Now, when authors writing about improv say that improvisers aren’t allowed to say no, what they mean to discuss is how improvisers should avoid denial, which is not about saying no per se (more on that distinction in a bit), but about rejecting offers. Denial is when the second improviser removes or ignores the brick placed by the first improviser. The second improviser either removes the first brick or just places a second brick separately and unattached to the first. Consider these two examples:
First Improviser: I brought you a pie.
Second Improviser: That’s not a pie.
First Improviser: I brought you a pie.
Second Improviser: This is my pet horse, Steve!
So again, when well-meaning authors writing about improv say that improvisers always have to say yes, what they mean is that improvisers should, by default, accept offers (What?! By default? Not always?! More on that later. It gets complicated…)
Now, here’s where it might seem a bit tricky: you can accept an offer while saying no. I still recall one of the first explanations I ever heard about the distinction. While attending the 2008 CSz/ComedySportz World Championship in Portland, I took my first class ever from one of my favorite improv teachers, Chicago’s Matt Elwell, who, as of writing, is now serving as President of CSz Worldwide. Matt’s simple example:
First Improviser (sniffing): Do you smell gas?
Second Improviser: No, I don’t.
The second improviser isn’t denying the offer. Such a denial might take forms like “There is no gas” or “No, I don’t. And you don’t either.”
Now I realize some readers, particularly beginner improv students, might now instead be somewhere between confused and up-in-arms because the First Improviser asked a question. But they told me in my improv class that I’m not allowed to ask questions...
Well, maybe they did. What they should have suggested instead was for beginner students to avoid or limit questions. The fact is, questions are part of human speech and thus part of improv as well. That being said, there are reasons to encourage beginner students, or even more experienced improvisers, to favor statements over questions. But I’ll discuss that topic in a future entry.
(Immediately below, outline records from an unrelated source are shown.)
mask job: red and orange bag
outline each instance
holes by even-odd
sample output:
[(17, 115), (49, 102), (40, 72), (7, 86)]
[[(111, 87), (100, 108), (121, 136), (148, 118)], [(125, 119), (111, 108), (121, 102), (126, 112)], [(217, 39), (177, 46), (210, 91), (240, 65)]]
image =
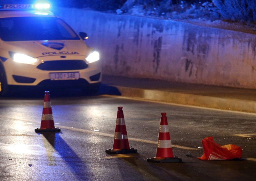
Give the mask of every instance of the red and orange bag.
[(229, 144), (223, 146), (213, 141), (212, 137), (206, 137), (202, 140), (204, 154), (198, 159), (204, 160), (231, 160), (240, 158), (242, 150), (240, 147)]

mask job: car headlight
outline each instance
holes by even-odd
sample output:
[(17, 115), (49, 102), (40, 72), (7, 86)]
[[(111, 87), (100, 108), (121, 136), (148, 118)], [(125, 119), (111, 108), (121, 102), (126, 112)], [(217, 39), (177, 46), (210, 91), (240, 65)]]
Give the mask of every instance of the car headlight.
[(34, 64), (37, 61), (37, 59), (21, 54), (15, 54), (13, 56), (13, 61), (19, 63)]
[(98, 61), (100, 60), (100, 54), (98, 52), (94, 51), (90, 53), (85, 60), (89, 63)]

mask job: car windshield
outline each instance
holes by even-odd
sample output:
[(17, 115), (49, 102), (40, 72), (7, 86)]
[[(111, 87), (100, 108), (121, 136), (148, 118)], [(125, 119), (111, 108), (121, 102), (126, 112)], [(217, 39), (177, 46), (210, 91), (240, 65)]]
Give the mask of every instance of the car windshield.
[(64, 21), (52, 17), (0, 18), (0, 38), (7, 41), (80, 39)]

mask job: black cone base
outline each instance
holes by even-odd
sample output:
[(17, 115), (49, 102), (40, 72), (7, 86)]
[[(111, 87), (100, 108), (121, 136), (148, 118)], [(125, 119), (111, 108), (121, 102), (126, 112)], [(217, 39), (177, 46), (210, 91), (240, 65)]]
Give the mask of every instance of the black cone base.
[(171, 163), (175, 162), (182, 162), (181, 158), (178, 157), (166, 158), (156, 158), (155, 157), (148, 158), (147, 161), (153, 163)]
[(126, 153), (137, 153), (137, 150), (133, 148), (115, 150), (113, 149), (106, 149), (106, 153), (109, 154), (125, 154)]
[(56, 127), (54, 129), (51, 128), (47, 129), (40, 129), (37, 128), (35, 129), (36, 133), (41, 133), (43, 132), (60, 132), (60, 129), (58, 127)]

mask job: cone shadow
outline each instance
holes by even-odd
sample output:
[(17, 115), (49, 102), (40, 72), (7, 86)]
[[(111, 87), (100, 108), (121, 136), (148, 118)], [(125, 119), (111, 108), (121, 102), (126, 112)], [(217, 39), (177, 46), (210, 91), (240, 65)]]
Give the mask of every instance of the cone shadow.
[(88, 167), (60, 136), (60, 133), (43, 133), (42, 134), (67, 163), (78, 180), (87, 180), (92, 176)]

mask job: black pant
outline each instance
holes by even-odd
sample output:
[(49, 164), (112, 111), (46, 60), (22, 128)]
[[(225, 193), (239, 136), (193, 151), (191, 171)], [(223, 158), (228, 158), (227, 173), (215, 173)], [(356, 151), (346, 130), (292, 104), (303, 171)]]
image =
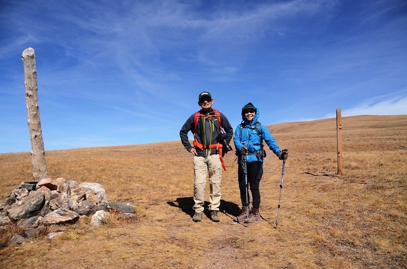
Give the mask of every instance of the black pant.
[[(247, 183), (251, 191), (253, 199), (252, 206), (254, 208), (260, 207), (260, 180), (263, 175), (263, 163), (258, 161), (247, 163)], [(240, 199), (242, 205), (247, 207), (250, 204), (250, 198), (247, 194), (247, 203), (246, 200), (246, 180), (243, 171), (243, 164), (239, 165), (238, 177), (239, 188), (240, 189)]]

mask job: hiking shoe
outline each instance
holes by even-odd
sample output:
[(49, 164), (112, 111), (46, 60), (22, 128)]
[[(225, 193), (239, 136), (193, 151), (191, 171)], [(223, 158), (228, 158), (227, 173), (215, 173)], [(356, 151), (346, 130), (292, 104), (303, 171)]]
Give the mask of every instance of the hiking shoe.
[(236, 217), (236, 221), (243, 222), (247, 219), (247, 207), (242, 207), (239, 214)]
[(192, 218), (192, 220), (195, 222), (198, 222), (202, 220), (202, 213), (195, 213), (194, 214), (193, 217)]
[(218, 216), (218, 211), (213, 211), (211, 212), (211, 220), (215, 222), (220, 221), (220, 219)]
[(252, 208), (249, 214), (249, 219), (245, 219), (245, 222), (252, 223), (258, 219), (260, 219), (260, 213), (258, 212), (258, 208)]

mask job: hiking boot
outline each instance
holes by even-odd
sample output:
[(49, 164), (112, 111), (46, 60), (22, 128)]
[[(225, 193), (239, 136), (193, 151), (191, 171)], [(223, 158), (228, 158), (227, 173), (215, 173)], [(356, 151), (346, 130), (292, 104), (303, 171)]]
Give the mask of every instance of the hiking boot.
[(240, 213), (236, 217), (236, 221), (238, 222), (243, 222), (247, 219), (247, 207), (242, 207)]
[(202, 220), (202, 213), (195, 213), (194, 214), (194, 216), (192, 218), (192, 220), (195, 221), (195, 222), (198, 222), (198, 221), (200, 221)]
[(212, 211), (211, 212), (211, 220), (215, 222), (220, 221), (220, 219), (218, 216), (218, 211)]
[(252, 223), (258, 219), (260, 219), (260, 213), (258, 208), (252, 208), (249, 214), (249, 220), (245, 219), (245, 222)]

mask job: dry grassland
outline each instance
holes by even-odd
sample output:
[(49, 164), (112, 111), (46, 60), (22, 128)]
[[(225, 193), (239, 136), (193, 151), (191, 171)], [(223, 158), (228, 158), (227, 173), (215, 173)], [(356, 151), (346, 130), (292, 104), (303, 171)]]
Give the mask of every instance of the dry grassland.
[[(3, 248), (0, 267), (407, 267), (407, 115), (343, 117), (342, 126), (340, 177), (334, 119), (269, 126), (289, 150), (277, 229), (281, 162), (270, 150), (263, 219), (248, 227), (232, 221), (240, 206), (233, 153), (220, 222), (206, 212), (195, 223), (192, 159), (180, 142), (47, 152), (50, 177), (101, 183), (139, 218), (50, 227), (67, 231)], [(0, 154), (0, 199), (32, 174), (29, 153)]]

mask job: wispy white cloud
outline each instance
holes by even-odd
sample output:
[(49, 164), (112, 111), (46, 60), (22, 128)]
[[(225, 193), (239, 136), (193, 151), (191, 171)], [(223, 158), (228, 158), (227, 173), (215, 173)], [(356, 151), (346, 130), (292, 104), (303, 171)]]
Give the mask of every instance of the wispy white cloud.
[[(380, 98), (380, 97), (379, 97)], [(342, 116), (360, 115), (407, 115), (407, 96), (380, 100), (377, 97), (367, 100), (353, 107), (341, 111)], [(336, 117), (329, 114), (324, 118)]]

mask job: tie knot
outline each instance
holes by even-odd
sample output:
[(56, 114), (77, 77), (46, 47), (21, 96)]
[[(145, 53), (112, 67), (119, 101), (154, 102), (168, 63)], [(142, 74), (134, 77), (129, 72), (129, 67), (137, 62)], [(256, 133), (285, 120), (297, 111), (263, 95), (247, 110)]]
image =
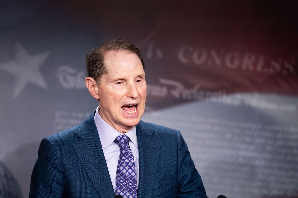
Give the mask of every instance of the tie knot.
[(129, 138), (126, 135), (119, 135), (114, 142), (119, 145), (120, 148), (125, 147), (129, 147)]

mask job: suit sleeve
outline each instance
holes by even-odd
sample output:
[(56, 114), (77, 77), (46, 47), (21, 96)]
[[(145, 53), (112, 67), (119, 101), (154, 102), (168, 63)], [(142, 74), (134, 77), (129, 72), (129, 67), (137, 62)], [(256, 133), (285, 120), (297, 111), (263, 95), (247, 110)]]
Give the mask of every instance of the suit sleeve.
[(177, 131), (178, 197), (208, 198), (201, 177), (195, 167), (187, 145)]
[(31, 176), (30, 198), (64, 197), (63, 178), (59, 156), (49, 139), (41, 141)]

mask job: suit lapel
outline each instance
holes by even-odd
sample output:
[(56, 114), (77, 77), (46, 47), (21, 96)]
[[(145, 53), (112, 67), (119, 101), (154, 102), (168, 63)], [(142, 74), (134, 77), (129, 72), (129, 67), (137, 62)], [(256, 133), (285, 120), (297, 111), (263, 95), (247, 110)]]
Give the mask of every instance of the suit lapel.
[(160, 141), (152, 137), (154, 130), (144, 127), (140, 121), (136, 126), (139, 146), (139, 172), (138, 198), (150, 197), (157, 173)]
[(73, 146), (100, 197), (114, 197), (115, 193), (97, 129), (94, 117), (90, 117), (83, 123), (83, 130), (75, 132), (82, 140)]

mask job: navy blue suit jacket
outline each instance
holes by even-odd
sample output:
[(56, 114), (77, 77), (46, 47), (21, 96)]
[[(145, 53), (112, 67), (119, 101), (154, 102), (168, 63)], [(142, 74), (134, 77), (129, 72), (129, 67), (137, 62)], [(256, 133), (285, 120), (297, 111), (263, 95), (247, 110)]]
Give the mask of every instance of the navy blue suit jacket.
[[(94, 113), (77, 126), (42, 140), (30, 198), (114, 197)], [(138, 198), (207, 197), (179, 131), (142, 121), (136, 130)]]

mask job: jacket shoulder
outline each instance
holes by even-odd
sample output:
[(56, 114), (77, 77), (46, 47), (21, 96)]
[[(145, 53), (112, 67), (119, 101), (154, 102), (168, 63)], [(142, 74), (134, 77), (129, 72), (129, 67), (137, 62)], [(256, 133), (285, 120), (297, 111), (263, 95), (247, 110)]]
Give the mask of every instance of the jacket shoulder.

Here’s another non-question based example that’s a bit trickier and closer to the border of denial-ville:
First Improviser: We should break in through the roof.
Second Improviser: No, there are security cameras up there. We should tunnel from below.
One might immediately sound the denial alarm since the Second Improviser has not accepted the First Improviser’s offer. And certainly, if these two improvisers keep arguing ad nauseam about the better break-in plan, it will likely result in a weak, unappealing scene.
But suppose the scene continues along these lines:
First Improviser: You’re right about the cameras. That’s why I’m bringing in Wobbler. He says he can hack in to make the cameras loop on nothing.
Second Improviser: Really? I love Wobbler and his goofy little accent. OK, roof it is. I hate tunneling anyway. Too many rats. Creep me right out.
The scene still moves forward, and we’ve got some new little offers that might pan out later, e.g., meeting Wobbler, having the Second Improviser encounter a nasty rat on the roof, etc. Some critics might argue that the conflict slows down the scene, particularly if the improvisers are performing a time-limited format or game. Supporters will counter that a little conflict an enliven a scene or make it more authentic.